- Based on: The Survivor by Thomas Keneally
- Written by: Thomas Keneally
- Directed by: Alan Burke
- Starring: Wynn Roberts Dinah Shearing Enid Lorimer Arthur Dignam
- Country of origin: Australia
- Original language: English

Production
- Cinematography: Peter Hendry
- Running time: 75 minutes
- Production company: ABC

Original release
- Network: ABC
- Release: 5 March 1972

= The Survivor (1972 film) =

1972 Australian film

The Survivor is a 1972 Australian television film based on the novel Thomas Keneally of the same name. The film was originally broadcast on ABC on 5 March 1972.

==Cast==
- Wynn Roberts
- Enid Lorimer as Belle Leeming, the widow
- Arthur Dignam
- Dinah Shearing
- Alastair Duncan

==Production==
Thomas Keneally adapted the script himself. It was his first screenplay and he enjoyed the experience so much he wrote other scripts for the ABC such as Essington and Behind the Legend.

The production was shot in Sydney. Director Alan Burke says Charles Russell was the main executive on it - he is credited as script editor although that does not give a guide as to the extent of his contribution. There was some location work done at Richmond Air Base.

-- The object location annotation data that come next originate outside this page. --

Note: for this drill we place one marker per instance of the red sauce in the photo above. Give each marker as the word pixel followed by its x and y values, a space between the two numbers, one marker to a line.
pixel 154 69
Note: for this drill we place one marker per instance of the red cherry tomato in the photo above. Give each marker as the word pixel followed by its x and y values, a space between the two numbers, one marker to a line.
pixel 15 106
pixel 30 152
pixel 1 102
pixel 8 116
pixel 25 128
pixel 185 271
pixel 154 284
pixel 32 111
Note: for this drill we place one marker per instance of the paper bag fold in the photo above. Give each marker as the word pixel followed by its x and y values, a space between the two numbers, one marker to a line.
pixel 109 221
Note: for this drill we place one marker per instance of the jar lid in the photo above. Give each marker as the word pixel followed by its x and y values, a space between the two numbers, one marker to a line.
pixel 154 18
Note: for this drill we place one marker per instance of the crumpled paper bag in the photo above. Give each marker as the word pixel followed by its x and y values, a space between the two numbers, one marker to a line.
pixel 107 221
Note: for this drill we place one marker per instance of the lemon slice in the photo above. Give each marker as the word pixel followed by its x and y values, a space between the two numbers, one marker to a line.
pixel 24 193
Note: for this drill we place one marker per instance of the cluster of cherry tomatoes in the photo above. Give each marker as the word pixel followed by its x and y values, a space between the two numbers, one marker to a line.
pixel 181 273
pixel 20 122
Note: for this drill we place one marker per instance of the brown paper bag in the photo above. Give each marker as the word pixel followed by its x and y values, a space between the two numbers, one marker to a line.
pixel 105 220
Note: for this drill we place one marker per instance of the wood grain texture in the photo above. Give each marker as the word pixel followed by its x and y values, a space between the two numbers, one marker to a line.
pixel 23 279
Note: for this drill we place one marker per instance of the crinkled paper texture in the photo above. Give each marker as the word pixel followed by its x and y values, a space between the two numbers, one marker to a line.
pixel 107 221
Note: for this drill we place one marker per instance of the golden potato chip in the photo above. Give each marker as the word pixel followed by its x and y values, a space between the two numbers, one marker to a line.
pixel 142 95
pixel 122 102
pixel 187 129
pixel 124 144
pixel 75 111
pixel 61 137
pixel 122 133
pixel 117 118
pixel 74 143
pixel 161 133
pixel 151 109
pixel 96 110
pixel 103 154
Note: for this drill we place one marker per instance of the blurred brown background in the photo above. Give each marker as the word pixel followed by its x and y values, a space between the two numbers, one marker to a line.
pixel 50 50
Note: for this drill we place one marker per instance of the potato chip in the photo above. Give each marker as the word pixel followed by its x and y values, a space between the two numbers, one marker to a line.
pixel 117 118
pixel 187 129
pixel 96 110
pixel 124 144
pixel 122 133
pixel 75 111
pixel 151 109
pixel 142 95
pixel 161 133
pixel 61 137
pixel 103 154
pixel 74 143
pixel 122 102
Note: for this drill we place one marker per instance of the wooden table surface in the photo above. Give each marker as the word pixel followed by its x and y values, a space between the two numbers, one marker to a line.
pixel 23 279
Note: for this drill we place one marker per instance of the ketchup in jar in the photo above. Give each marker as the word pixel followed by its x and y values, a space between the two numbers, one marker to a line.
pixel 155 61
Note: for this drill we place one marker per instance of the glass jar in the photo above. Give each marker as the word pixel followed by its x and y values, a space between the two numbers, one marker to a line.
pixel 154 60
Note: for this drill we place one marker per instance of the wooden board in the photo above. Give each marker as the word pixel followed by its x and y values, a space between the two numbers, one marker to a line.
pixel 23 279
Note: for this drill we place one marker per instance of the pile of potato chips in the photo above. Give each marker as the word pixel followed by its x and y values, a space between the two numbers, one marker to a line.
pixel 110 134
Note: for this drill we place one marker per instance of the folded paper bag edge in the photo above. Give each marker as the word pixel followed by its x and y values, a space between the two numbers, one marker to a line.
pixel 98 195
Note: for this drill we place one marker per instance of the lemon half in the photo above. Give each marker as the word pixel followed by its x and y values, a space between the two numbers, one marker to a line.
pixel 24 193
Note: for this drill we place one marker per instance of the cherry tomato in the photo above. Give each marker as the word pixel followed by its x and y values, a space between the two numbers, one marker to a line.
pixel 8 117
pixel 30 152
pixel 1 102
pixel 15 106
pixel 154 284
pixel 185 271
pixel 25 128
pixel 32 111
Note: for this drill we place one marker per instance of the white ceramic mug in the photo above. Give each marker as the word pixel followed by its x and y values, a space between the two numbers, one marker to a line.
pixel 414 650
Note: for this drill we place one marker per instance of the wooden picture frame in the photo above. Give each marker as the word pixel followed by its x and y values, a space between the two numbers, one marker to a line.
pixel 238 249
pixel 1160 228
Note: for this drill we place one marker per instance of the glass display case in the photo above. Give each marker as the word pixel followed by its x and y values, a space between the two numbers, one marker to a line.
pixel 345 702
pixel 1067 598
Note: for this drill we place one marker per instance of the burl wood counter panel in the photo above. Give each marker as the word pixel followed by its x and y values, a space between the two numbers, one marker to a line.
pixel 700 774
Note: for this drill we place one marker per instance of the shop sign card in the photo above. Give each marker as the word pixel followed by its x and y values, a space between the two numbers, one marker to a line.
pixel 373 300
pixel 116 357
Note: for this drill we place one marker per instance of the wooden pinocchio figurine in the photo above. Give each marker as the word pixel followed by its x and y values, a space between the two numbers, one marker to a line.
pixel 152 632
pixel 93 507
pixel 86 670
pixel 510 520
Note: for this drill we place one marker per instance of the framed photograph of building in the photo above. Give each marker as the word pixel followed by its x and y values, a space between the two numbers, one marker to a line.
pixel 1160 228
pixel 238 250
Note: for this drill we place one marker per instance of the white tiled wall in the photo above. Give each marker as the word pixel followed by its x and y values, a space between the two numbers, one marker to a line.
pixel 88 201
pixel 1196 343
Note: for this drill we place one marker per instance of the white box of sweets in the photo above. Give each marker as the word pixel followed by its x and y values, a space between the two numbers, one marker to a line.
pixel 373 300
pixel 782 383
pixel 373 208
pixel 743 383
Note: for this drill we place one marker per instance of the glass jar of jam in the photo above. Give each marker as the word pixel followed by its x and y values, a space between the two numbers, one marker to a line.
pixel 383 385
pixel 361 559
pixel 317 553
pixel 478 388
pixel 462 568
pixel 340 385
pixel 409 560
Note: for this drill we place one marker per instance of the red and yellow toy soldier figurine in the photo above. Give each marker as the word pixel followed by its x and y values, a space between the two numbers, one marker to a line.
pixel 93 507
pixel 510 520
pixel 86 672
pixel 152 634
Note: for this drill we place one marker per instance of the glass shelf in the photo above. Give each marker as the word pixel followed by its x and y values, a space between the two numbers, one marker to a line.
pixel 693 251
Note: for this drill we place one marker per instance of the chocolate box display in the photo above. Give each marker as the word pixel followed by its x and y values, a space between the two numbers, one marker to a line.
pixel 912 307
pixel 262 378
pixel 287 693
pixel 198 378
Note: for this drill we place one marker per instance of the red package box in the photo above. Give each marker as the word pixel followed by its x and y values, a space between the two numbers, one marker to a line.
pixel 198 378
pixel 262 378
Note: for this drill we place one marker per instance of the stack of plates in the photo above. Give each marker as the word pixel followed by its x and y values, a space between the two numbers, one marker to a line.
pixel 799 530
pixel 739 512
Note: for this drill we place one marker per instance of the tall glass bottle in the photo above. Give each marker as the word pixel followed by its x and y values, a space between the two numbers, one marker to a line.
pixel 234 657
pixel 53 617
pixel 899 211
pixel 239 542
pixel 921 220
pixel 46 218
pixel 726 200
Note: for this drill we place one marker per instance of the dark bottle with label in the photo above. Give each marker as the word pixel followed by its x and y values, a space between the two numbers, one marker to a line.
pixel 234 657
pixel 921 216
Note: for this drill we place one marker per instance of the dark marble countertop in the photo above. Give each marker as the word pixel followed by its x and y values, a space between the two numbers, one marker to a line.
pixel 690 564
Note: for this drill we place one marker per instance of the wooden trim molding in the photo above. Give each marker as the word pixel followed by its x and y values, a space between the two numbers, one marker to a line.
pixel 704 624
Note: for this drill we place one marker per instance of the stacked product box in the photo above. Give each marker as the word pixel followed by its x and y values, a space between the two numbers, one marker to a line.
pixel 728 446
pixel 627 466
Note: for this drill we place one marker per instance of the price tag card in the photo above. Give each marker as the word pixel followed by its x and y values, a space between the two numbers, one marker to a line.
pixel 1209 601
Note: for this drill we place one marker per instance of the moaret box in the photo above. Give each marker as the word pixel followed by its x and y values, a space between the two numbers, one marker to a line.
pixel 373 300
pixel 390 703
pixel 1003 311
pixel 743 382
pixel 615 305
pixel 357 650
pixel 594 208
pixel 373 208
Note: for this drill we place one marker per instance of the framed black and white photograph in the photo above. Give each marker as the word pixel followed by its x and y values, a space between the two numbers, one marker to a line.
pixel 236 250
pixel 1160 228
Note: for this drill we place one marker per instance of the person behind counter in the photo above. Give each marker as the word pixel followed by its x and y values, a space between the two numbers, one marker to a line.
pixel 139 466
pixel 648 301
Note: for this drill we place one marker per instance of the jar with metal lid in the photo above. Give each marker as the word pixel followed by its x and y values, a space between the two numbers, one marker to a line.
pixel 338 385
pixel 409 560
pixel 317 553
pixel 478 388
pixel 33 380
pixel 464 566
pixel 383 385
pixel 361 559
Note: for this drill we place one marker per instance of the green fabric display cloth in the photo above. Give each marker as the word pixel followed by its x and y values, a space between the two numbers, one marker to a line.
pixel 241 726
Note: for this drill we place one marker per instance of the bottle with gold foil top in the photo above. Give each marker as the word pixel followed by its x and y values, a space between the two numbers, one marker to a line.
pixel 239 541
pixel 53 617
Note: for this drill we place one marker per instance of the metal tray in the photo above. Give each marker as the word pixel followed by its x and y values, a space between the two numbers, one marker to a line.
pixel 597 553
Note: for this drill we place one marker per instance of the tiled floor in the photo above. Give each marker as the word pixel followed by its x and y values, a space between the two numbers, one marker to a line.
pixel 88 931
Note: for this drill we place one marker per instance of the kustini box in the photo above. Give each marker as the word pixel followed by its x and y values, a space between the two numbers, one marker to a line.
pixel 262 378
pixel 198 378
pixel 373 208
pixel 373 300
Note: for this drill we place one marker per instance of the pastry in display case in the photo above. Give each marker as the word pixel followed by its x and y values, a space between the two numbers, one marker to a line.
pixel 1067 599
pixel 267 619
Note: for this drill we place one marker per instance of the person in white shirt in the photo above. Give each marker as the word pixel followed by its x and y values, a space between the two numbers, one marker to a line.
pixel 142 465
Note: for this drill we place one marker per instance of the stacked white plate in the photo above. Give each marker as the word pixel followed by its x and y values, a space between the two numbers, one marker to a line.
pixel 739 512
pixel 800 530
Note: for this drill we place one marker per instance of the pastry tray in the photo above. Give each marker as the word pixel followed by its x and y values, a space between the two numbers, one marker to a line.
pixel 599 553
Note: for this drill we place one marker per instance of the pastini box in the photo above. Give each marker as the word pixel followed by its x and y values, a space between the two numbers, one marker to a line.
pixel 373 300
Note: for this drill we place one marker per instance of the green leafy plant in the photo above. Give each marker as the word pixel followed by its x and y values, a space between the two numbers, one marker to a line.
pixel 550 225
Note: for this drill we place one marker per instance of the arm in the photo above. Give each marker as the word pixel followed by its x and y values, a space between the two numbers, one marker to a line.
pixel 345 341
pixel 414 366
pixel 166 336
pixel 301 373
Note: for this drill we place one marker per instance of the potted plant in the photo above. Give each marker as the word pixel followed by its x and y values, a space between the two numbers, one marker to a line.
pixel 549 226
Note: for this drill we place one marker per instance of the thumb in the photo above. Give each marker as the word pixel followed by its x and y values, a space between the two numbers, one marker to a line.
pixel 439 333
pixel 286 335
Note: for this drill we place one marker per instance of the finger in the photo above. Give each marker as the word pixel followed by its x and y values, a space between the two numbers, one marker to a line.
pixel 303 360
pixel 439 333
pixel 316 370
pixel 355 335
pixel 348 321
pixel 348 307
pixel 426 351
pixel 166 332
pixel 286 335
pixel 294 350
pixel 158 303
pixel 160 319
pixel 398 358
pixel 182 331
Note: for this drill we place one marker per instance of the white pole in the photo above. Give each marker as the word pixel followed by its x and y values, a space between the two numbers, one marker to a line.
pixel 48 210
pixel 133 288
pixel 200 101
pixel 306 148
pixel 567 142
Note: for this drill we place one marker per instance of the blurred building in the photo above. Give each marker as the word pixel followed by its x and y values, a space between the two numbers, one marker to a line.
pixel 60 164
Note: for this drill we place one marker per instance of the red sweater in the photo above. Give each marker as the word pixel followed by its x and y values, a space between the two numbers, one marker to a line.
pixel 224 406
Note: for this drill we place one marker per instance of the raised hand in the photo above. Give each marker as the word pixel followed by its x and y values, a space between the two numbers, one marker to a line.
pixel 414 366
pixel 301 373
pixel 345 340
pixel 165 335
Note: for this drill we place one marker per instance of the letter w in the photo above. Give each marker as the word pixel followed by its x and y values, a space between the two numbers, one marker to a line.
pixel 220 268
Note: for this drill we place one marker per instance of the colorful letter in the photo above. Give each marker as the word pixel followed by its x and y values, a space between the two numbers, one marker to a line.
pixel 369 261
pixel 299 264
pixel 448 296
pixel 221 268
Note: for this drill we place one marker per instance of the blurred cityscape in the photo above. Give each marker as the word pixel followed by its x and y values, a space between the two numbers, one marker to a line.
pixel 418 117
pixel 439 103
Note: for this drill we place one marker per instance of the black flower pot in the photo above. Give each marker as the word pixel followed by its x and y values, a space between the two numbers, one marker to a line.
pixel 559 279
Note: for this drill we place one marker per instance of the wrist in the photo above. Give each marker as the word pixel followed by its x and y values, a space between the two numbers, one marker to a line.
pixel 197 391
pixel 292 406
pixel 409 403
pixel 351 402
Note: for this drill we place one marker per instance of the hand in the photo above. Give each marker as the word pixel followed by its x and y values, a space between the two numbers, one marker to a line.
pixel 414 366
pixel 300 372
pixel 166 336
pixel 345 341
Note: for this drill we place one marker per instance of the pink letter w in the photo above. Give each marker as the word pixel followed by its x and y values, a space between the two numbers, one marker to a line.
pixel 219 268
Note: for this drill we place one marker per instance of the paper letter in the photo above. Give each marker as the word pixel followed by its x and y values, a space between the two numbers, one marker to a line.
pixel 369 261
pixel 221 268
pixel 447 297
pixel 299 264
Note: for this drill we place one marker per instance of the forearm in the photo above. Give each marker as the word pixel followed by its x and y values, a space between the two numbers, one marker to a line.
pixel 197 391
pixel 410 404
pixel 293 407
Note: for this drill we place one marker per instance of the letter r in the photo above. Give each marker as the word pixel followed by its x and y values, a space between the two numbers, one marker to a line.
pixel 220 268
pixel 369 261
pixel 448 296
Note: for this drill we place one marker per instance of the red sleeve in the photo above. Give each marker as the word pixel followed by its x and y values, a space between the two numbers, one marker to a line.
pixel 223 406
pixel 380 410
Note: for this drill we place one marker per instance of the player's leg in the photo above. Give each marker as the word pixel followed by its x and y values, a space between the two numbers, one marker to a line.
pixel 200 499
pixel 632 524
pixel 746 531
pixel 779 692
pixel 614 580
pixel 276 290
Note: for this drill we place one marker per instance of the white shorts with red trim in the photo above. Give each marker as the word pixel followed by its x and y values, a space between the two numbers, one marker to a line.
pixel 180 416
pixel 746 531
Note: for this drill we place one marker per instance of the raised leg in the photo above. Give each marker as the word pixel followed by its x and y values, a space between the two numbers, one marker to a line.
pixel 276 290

John Cameron, head of drama at the ABC at the time, said the novel was bought by the ABC because it had won a prize. He later said "that was a terrible book and a dreadful script" but claims Charles Russell improved it with some script editing although he says Russell "wasn't very happy with it."

==Reception==
The Age thought the original novel was "one of the most tedious books ever published in Australia" but felt the television version "gripped the imagination as the book never could."

Burke later recalled, "I don't think I pulled it off. It was I think a bit inadequate... It just didn't add up somehow. I just didn't feel happy about it. Maybe it was partly the adaptation that Tom had said he tried the various styles, maybe that had something to do with the fact they didn't quite marry."